Guide to the B.M. Schlotter and Dorothy Schlotter Correspondence
Open for research.
B.M. and Dorothy Schlotter served as missionaries in the Belgian Congo from 1920 to 1928. B.M. Schlotter was born in 1889. He attended Presbyterian College of South Carolina in Clinton, graduating in 1910. In 1915, Schlotter was appointed to the Congo as a missionary for the Presbyterian Church in the U.S. Dorothy Chambers Schlotter was the daughter of the Reverend Caleb Wallace Chambers and Emma Daniel Chambers who served as Presbyterian missionaries to the Alabama Coushatta Indians in Polk County, Texas. Dorothy Chambers attended Lexington College in Lexington, Missouri for two years, then transferred to Texas Presbyterian College but was called home after one term to care for her parents. In 1920, while B.M. Schlotter was on furlough in the United States, he and Dorothy Chambers married. After the wedding, the Schlotters sailed for the Congo, working there together at the mission station at Luebo in the Kasai district. In 1928, the couple retired from missionary work and returned to the United States.

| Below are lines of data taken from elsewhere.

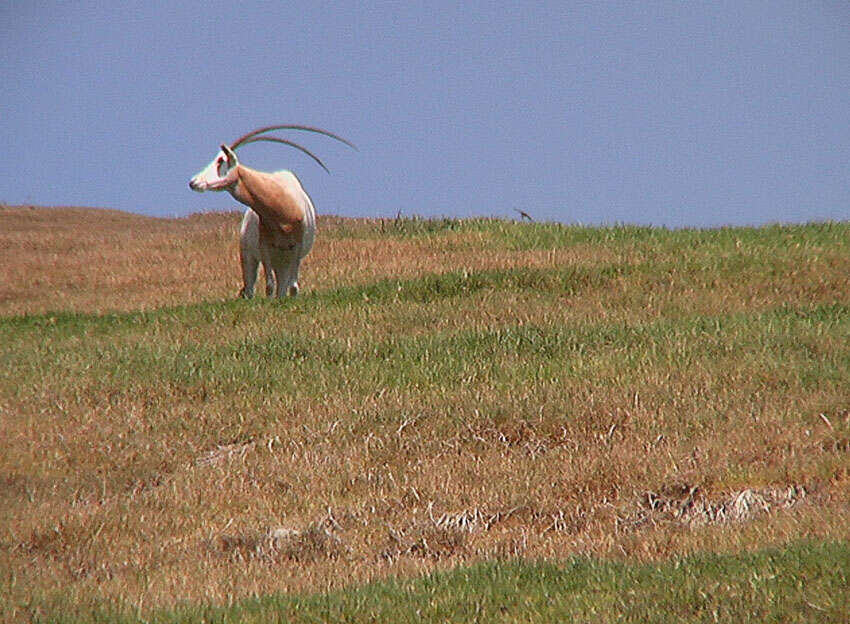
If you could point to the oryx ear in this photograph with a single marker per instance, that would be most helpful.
(230, 154)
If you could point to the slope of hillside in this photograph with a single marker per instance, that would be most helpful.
(444, 393)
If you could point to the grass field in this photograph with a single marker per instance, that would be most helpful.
(548, 421)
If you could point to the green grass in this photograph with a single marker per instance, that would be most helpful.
(804, 582)
(637, 360)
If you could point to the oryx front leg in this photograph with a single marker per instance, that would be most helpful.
(249, 252)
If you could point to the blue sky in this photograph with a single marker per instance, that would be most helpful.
(662, 113)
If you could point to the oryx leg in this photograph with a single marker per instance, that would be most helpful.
(283, 261)
(249, 252)
(292, 277)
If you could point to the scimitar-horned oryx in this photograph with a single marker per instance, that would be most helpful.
(279, 226)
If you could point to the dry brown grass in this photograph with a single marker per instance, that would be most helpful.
(147, 494)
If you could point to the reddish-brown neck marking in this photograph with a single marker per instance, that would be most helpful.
(278, 208)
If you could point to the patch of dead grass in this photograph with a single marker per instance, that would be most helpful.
(150, 495)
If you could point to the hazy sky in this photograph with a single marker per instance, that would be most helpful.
(663, 113)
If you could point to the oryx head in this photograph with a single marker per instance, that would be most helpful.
(220, 174)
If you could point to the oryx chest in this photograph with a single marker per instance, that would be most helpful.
(273, 236)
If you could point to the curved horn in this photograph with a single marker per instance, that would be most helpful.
(254, 139)
(245, 138)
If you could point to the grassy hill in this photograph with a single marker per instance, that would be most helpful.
(445, 394)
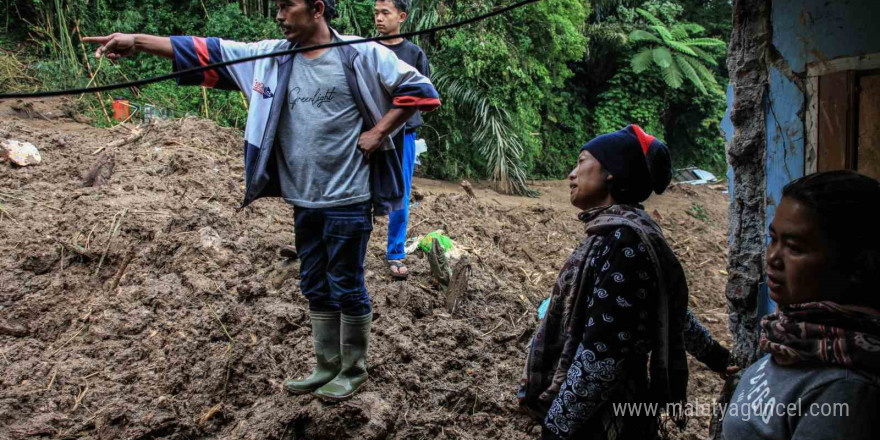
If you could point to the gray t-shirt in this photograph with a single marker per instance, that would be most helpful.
(802, 402)
(319, 164)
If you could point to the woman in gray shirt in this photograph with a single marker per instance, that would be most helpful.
(820, 378)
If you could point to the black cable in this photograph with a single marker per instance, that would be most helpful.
(168, 76)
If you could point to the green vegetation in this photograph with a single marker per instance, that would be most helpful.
(521, 92)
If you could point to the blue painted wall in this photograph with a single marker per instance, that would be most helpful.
(804, 31)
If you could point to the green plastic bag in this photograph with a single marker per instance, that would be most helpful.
(426, 242)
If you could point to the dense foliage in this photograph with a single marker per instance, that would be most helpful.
(521, 92)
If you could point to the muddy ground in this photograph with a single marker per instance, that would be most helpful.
(147, 307)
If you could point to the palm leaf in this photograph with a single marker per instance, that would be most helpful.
(642, 35)
(705, 42)
(672, 75)
(495, 139)
(679, 32)
(692, 28)
(663, 32)
(683, 48)
(663, 57)
(705, 56)
(690, 73)
(650, 17)
(704, 72)
(641, 61)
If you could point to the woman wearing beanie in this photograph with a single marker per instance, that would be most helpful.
(820, 378)
(620, 297)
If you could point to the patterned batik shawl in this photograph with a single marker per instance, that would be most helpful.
(560, 332)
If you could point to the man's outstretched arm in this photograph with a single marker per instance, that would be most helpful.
(115, 46)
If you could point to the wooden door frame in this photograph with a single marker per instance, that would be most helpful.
(859, 64)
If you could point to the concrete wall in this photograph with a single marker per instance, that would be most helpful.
(801, 32)
(805, 32)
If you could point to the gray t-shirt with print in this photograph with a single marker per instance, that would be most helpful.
(805, 402)
(319, 164)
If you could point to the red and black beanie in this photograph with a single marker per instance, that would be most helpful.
(639, 162)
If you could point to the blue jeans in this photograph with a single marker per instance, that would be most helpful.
(397, 220)
(332, 245)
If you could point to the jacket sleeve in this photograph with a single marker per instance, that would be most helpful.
(699, 343)
(618, 313)
(190, 52)
(406, 86)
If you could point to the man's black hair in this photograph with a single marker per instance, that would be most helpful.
(842, 203)
(401, 5)
(329, 8)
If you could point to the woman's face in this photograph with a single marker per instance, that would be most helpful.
(588, 183)
(800, 265)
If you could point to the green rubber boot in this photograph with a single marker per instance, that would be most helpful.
(325, 332)
(355, 340)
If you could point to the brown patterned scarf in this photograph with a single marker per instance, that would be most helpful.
(826, 332)
(559, 334)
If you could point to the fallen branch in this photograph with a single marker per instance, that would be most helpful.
(76, 249)
(458, 284)
(129, 255)
(136, 136)
(117, 223)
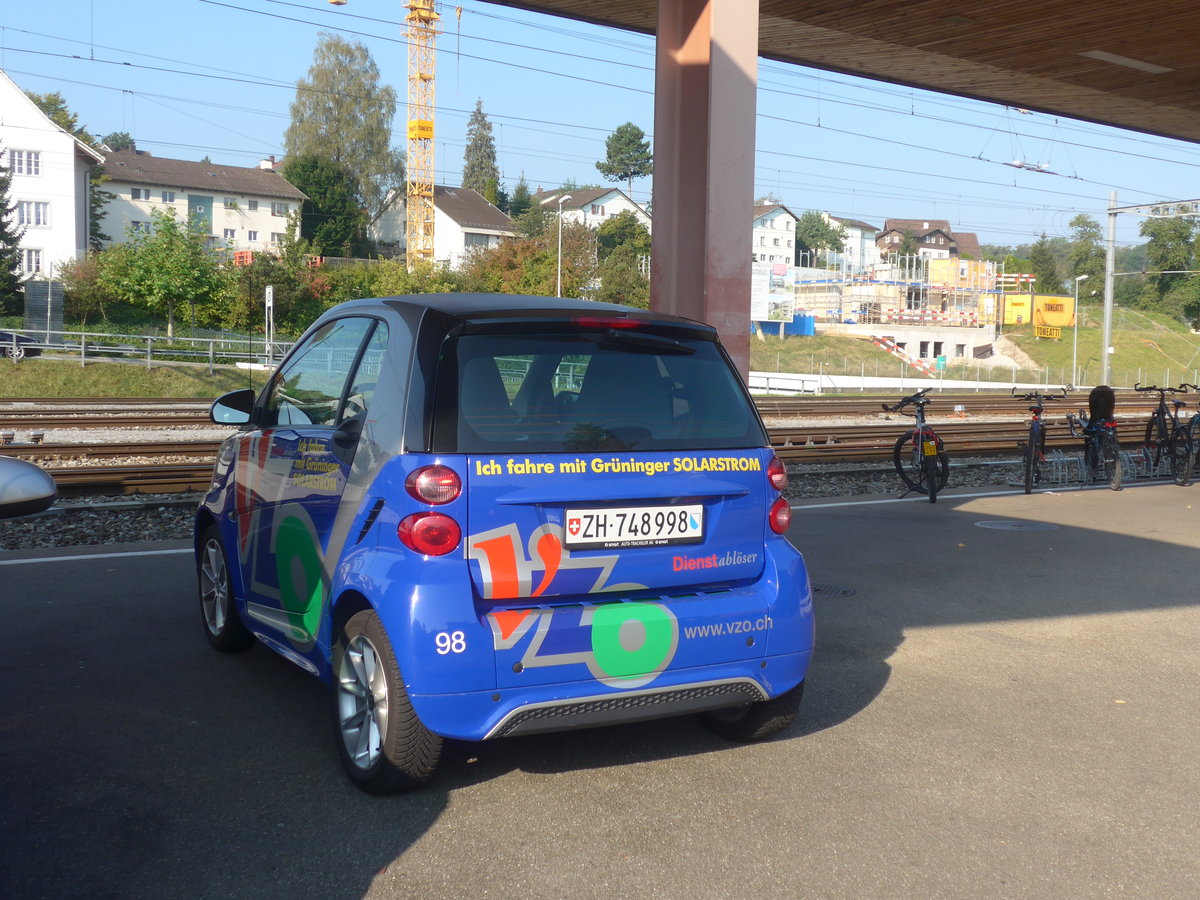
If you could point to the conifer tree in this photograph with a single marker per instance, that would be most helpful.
(628, 155)
(10, 246)
(479, 159)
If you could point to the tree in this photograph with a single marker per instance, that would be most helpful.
(622, 231)
(10, 246)
(118, 141)
(55, 107)
(622, 280)
(529, 265)
(172, 264)
(479, 159)
(1170, 249)
(1085, 255)
(1045, 267)
(815, 235)
(627, 155)
(331, 219)
(521, 201)
(341, 113)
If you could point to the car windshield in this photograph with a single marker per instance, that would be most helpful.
(589, 393)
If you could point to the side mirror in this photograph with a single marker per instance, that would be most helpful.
(24, 489)
(233, 408)
(346, 438)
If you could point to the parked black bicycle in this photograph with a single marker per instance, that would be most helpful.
(919, 457)
(1102, 449)
(1036, 444)
(1191, 444)
(1167, 437)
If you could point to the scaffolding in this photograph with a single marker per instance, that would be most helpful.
(903, 291)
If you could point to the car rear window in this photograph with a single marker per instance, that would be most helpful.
(589, 393)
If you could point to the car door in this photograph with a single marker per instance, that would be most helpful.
(310, 424)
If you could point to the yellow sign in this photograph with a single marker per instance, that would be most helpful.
(420, 129)
(1039, 310)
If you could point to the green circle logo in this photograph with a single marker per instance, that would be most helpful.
(299, 570)
(633, 640)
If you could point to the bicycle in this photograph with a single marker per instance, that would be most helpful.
(919, 457)
(1102, 450)
(1191, 445)
(1167, 436)
(1036, 444)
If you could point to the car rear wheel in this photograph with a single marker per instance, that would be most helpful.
(221, 621)
(382, 743)
(755, 721)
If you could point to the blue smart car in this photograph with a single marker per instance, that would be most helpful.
(487, 515)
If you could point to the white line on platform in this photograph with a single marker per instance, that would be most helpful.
(97, 556)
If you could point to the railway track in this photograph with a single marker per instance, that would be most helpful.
(163, 467)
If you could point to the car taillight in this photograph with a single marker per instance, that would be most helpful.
(432, 534)
(777, 473)
(606, 322)
(780, 516)
(433, 485)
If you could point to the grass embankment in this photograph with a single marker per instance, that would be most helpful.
(1149, 348)
(53, 378)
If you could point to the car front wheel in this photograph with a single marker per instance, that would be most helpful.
(382, 743)
(221, 621)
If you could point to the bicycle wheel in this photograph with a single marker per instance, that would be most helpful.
(1033, 456)
(1110, 457)
(911, 465)
(1181, 454)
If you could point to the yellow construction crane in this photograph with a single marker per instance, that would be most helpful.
(423, 31)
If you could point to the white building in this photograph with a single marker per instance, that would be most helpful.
(859, 252)
(51, 169)
(774, 235)
(243, 208)
(592, 205)
(463, 223)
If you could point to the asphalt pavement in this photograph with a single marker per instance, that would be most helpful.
(1002, 703)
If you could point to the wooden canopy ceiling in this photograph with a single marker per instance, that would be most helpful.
(1133, 66)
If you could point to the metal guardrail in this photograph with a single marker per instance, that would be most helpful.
(214, 351)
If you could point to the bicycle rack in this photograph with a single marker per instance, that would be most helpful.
(1059, 466)
(1135, 463)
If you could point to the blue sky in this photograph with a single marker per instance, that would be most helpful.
(190, 78)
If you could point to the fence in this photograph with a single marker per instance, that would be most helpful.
(90, 346)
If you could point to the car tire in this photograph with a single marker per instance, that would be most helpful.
(755, 721)
(219, 610)
(383, 745)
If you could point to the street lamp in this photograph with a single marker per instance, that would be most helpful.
(558, 288)
(1074, 346)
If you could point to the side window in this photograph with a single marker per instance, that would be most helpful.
(363, 385)
(309, 389)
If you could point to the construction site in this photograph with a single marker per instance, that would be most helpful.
(921, 310)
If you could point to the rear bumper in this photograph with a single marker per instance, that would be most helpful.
(481, 715)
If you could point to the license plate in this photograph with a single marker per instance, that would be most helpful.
(635, 526)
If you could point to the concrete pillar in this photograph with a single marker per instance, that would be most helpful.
(706, 71)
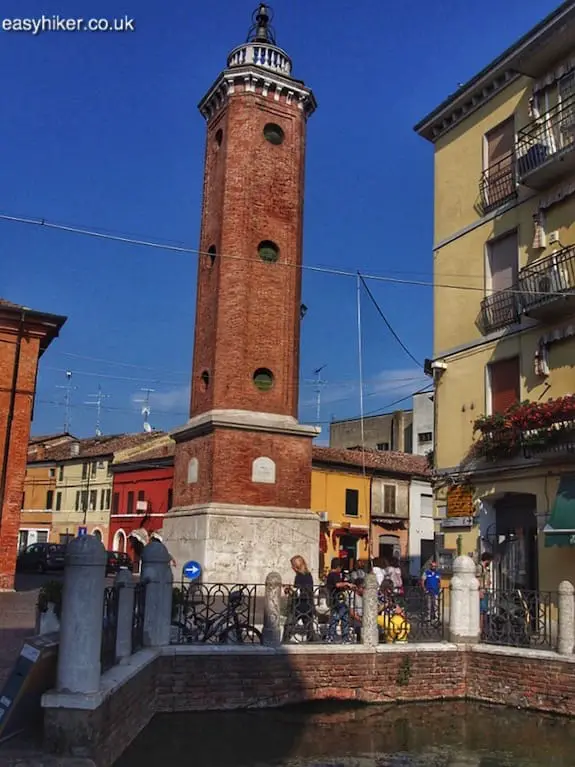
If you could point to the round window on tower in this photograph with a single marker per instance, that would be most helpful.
(268, 251)
(274, 134)
(263, 379)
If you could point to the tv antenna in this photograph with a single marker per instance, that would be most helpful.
(146, 410)
(100, 396)
(68, 389)
(319, 384)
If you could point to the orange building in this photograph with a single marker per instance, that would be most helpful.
(24, 336)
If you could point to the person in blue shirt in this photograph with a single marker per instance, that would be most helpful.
(431, 584)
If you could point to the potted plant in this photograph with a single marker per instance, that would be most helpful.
(49, 607)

This collection consists of correspondence from B.M. and Dorothy Schlotter to Caleb W. and Emma Chambers, Dorothy Schlotter’s parents. The letters were written between 1920 and 1928, when the couple served as missionaries in the Congo. Most of the letters were sent from the mission station at Luebo. There are also letters sent during furloughs and in transit to and from the field. The letters describe domestic affairs, the work of the mission, visits from other missionaries, visits to other mission stations in the Congo, and the activities of the couple’s son Max. The collection includes typed transcriptions of the majority of the letters. The transcriptions were made by Max W. Schlotter in the mid-1990s.
Summary of Box Contents
Box 1: Correspondence, 1920-1922
Box 2: Correspondence, 1923-1928
Box 3: Transcriptions of correspondence, 1920-1928
Received from Max W. Schlotter and James S. Evans II in 2001.
This collection is minimally processed: materials may not have been ordered beyond their original condition. Guide revised in 2009 by Jennifer Barr, Archives Intern.
B.M. Schlotter and Dorothy Schlotter Correspondence, RG 463, Presbyterian Historical Society, Philadelphia, Pennsylvania.